I believe “splash damage” is low performance. It can also be difficult to spot unless you're looking for it. And, in some company cultures, it can be contagious.
From experience, this has been because:
- The company incentivizes people to do work that involves a lot of people, or incentivizes loud individuals.
- "This project involved 15 people, therefore it must be a super complex project, and should be rewarded."
- "Leader/CEO keeps hearing about XYZ, therefore it must be important and high-impact."
- The company hires people who don't do a lot of deep, high-IQ thinking on their own; and these people end up outsourcing this deep work to others.
- The company doesn't sufficiently test for high-agency individuals in the interview panel, or doesn't quickly performance manage low-agency individuals.
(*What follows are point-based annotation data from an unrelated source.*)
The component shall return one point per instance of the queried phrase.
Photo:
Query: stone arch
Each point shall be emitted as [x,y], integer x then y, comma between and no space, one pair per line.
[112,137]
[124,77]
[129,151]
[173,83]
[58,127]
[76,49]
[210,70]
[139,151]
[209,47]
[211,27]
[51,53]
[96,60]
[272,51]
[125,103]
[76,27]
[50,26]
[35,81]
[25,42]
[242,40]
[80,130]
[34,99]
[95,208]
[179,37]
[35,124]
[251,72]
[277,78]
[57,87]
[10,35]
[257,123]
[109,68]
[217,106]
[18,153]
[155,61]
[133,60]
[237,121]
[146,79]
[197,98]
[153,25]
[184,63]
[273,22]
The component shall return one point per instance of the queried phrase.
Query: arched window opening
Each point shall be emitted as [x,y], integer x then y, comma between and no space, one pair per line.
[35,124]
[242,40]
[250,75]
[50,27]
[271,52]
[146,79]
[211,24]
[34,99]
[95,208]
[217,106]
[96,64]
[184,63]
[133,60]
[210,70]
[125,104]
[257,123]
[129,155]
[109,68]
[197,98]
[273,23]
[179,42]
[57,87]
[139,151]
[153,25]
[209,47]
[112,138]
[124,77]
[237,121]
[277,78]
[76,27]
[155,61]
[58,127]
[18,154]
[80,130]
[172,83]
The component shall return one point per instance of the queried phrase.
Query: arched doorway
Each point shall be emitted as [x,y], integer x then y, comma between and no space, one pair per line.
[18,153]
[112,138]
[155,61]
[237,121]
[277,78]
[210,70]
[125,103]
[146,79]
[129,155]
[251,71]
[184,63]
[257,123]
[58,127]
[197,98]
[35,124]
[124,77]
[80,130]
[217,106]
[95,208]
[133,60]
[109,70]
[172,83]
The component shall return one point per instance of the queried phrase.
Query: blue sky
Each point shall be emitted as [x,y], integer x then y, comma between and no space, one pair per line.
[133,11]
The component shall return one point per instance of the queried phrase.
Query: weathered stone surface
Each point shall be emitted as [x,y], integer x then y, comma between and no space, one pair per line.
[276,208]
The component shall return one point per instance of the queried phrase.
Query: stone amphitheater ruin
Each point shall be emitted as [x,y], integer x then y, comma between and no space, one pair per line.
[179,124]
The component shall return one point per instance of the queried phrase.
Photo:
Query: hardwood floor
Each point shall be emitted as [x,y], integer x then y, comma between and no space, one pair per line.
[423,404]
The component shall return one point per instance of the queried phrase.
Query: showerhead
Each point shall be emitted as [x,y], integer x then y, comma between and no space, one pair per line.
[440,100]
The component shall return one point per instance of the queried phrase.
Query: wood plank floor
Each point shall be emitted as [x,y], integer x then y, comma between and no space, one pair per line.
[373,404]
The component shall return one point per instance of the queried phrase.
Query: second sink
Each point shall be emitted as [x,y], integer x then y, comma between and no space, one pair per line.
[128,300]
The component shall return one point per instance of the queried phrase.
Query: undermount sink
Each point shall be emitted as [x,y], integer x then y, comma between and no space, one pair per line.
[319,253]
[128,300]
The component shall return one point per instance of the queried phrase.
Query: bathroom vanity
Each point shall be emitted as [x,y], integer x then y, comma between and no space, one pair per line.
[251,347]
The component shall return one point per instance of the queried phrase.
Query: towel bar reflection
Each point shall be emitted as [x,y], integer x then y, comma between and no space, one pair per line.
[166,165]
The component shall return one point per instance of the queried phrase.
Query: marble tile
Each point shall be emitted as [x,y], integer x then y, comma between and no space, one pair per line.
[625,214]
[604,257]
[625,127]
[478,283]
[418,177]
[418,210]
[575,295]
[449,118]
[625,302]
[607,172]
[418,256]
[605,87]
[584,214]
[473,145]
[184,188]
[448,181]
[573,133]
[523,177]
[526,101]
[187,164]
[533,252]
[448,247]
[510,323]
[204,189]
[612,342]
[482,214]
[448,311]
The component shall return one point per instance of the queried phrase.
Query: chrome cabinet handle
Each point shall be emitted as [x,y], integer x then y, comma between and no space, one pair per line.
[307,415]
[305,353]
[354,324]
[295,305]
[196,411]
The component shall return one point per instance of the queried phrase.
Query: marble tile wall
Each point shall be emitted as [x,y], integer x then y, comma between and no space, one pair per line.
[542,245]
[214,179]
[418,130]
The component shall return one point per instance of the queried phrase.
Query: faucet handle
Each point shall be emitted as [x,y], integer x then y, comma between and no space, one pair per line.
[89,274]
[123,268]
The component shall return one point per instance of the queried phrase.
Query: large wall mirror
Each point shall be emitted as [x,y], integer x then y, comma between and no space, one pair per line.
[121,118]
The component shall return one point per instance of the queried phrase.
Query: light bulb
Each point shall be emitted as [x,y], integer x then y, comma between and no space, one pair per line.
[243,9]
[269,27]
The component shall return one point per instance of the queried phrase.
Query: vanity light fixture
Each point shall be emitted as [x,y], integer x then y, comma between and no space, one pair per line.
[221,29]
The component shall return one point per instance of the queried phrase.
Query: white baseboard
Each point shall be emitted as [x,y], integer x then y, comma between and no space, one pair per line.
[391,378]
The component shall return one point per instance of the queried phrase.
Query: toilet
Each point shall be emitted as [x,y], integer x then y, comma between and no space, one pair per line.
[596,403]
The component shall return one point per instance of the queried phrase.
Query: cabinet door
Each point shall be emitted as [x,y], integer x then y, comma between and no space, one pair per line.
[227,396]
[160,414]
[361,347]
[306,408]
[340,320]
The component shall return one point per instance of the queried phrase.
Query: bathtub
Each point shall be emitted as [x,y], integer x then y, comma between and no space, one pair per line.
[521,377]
Some examples of splash damage are:
- An engineer’s code reviews take 4+ revisions to get right.
- An engineer’s changes constantly cause incidents.
- An engineer’s designs are always too far off the mark, and take many revisions to get right.
- A leader who leans too much on consensus-building: creating processes, committees, and meetings for every decision.
- A product manager escalates every product decision to the CPO, increasing decisionmaking time and unnecessary stakeholders.
- A person tends to create too many "big working groups" for simple tasks.
In nearly every case, I find that it boils down to low ownership. The lesson that often cures splash damage is: just do the thing.
Sometimes there isn't a better way, and this individual truly was thoughtful about their approach. But in most other cases, people quickly realize the footprint of their actions, and pretty quickly correct course.
The best managers are, of course, technical and domain experts that can identify when splash damage is happening. Bad managers may also inadvertently assume work that is valuable is actually “splash damage”.
At the scope of small teams/companies, it is easier to identify, because people can see the impact directly. This ballooning of work becomes very difficult to identify at large scale.